Kullandığımız paranın kısa süre içinde %30 devalüe olması ile birlikte ülkemizde ekonomik kriz meydana gelmiştir.
Hükümet bu krize karşı ürettiği önlemler arasında yukarıda sözünü ettiğim ekonomi politikası nedeniyle Üç ayaklı Banka-Sermaye ve tefeci düzenine karşı herhangi bir önlem alamamaktadır. Çünkü bu kesimler yasalarla teminat altındadır.
Banka size bu gün faizi artırdım ve geriye dönük da çalışacak diye bir mesaj atar ve uygular. Siz başınızı duvara vurun.
Bankada istediğiniz kadar teminatınız olsun size hiç bilgi vermeden borçlanma limitinizi aşağıya çeker.
Kredi kartları, Turkcell, Telsim gibi kuruluşlar size imzalattıkları karga burga yazılar nedeniyle kendilerini o kadar sağlama alırlar ki siz onlara karşı açtığınız davayı hiç kazanamazken onlar size açtığı tüm davaları kazanır.
Vergi adaleti böylesi düzende hiç olmaz.

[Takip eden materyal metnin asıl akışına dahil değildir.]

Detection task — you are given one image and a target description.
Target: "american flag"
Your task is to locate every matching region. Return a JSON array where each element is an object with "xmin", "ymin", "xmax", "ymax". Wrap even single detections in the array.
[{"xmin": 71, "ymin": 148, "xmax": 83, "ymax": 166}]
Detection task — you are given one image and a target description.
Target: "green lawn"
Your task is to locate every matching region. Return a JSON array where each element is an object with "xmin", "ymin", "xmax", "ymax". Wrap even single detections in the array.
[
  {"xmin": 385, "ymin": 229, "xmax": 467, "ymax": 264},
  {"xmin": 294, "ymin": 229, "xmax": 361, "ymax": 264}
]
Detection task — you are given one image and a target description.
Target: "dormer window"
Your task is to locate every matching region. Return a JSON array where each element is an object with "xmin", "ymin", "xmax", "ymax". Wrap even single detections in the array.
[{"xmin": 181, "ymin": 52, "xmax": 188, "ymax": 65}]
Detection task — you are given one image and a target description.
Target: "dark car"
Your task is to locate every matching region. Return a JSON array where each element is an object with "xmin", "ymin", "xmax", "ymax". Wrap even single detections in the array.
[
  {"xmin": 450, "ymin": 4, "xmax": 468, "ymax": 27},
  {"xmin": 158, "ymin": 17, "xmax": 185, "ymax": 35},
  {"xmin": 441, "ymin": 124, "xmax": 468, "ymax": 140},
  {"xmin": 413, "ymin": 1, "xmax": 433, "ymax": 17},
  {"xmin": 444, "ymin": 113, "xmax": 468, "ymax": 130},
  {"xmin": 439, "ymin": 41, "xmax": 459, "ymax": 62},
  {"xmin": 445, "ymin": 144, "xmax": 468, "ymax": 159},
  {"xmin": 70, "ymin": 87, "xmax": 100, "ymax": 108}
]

Büyük şirketler Muhasebecileri aracılığı ile verdikleri Bilançolar aynen kabul edilir ama esnafın vergi kontrolü için ek mesai ödenerek günlük kontrolleri yapılır.
Esnafa vergi affı gelmez ama Tüccara antrepo affı gelir.
Bu uygulamaları daha da uzatmak mümkün. Geldiğimiz noktaya geri dönelim.
Hükümet 23+1 önlem paketi açıkladı. Paket tamamı ile Devlet gelirlerinde feragat etme ve çalışanın cebindeki parayı azaltmanın üzerine kuruludur. Bu tedbirlerde özel sektör çalışanları yoktur çünkü onların ensesine zaten sermaye hemen çökmüştür.
Bu uygulamalar ile ekonomiyi düze çıkarmanın mümkünü yoktur.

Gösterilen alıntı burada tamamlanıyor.